Warner School of Education at the University of Rochester logo in the print header
Page link printed 09/23/2017



Affiliation: Alumna

Program: EdD, Educational Administration

Research Interests: Regulation techniques for students on and off the autism spectrum, implementing interventions to increase student engagement, and increasing rigor without increasing student anxiety

Current Employment: Executive Director of Teaching, Learning, and Student Support Services for the East Rochester Union Free School District

Previous Employment: Middle/High School Principal, Curriculum Director, and Director of Secondary Education for the Lyndonville Central School District
Kathryn Coliccio

 

Kathryn Coliccio

In 2006, 12 years after enrolling at Warner, Kathryn Colicchio got called to the main office at East High School, where she was working at the time as an administrator. There waiting for her was Brian Brent, Warner’s associate dean for graduate studies. The unannounced visit was an attempt to persuade Colicchio, who had finished her coursework nearly a decade earlier, to finish her dissertation.

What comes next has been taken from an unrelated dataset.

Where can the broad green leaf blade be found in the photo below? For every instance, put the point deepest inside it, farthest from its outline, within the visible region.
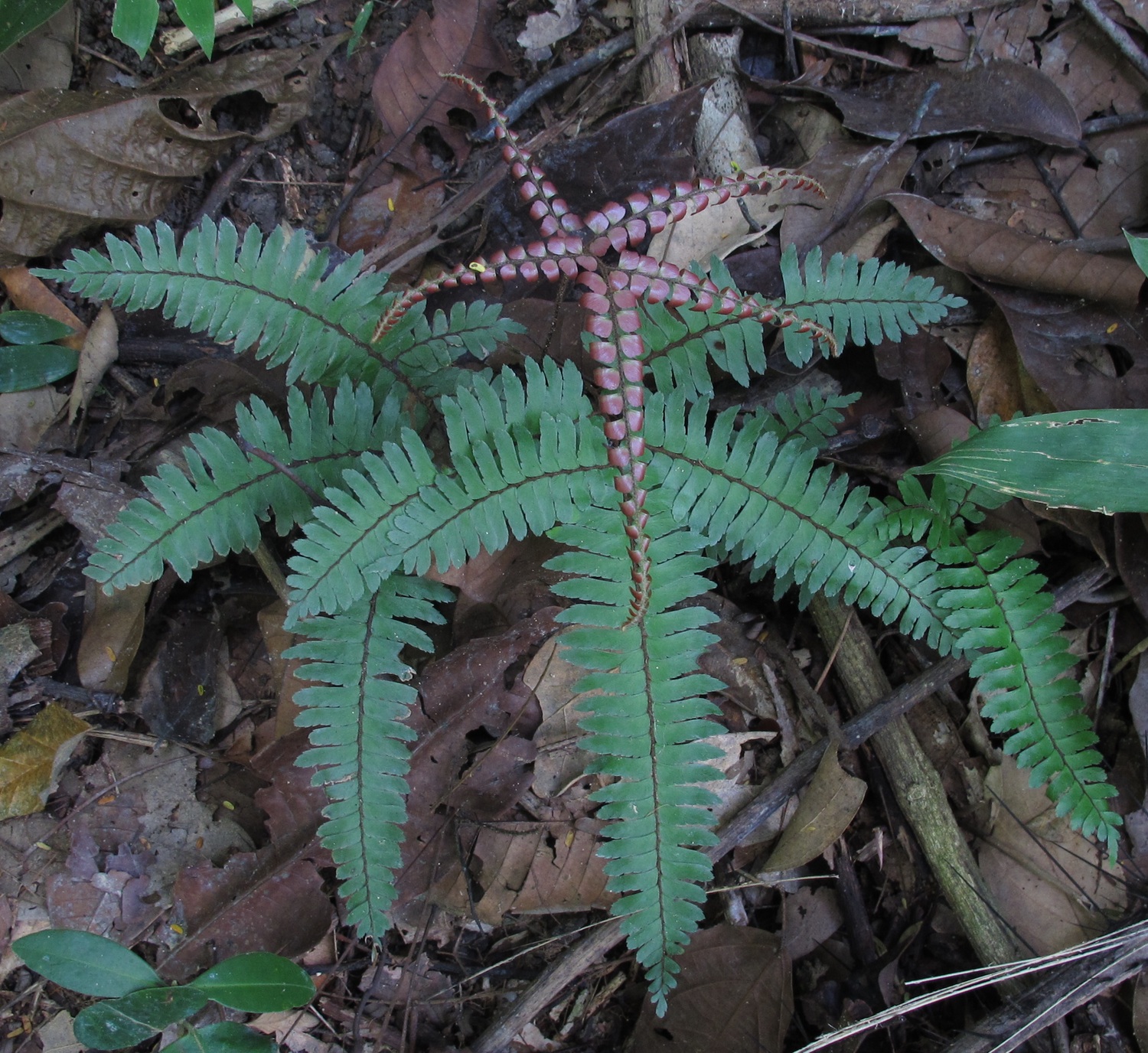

“He was caring enough to come find me and say, ‘If you stick with this, I promise we’ll get you through,’” recalls Colicchio, who had to repeatedly postpone her dissertation because she had the good fortune of being continuously promoted over the years, which meant longer work hours. The “intervention,” as she calls it, worked. Two years later, she earned her EdD in educational leadership.

As the newly hired executive director of teaching, learning, and student support services for the East Rochester Union Free School District, Colicchio plans to increase student achievement through a multi-layered approach of applying interventions based on student need, which she accomplished at her last job as director of secondary education for the Lyndonville Central School District in Orleans County. The former teacher favors a Response-to-Intervention model that personalizes instruction and pushes educators to think outside the box. She also expects to work closely with teachers, counselors, and administrators to sustain an environment of excellence and equity for all students.

A top priority will be employing an ongoing data analysis process that tracks each student’s skills and weaknesses, to ensure delivery of a truly individualized, yet balanced, instructional program.

“There’s not one cookie-cutter solution in education,” she explains. “Warner teaches you how to go through the steps of the decision-making process where you examine alternatives, consult various stakeholders, and evaluate the information at hand before making a final decision.

 “And that’s really important in education,” she continues. “There are no right or wrong answers. There are just the best decisions for your organization.”

Colicchio’s network has grown greatly from her Warner experience—a group she describes as a powerful support system in a profession that often leaves little time for building outside professional relationships.

And, Warner has remained close in other ways, recently asking Colicchio and other graduates for their opinions at a Leadership Advisory Committee meeting.

 “It’s great that they’ve been as committed to me as I was to them,” she says.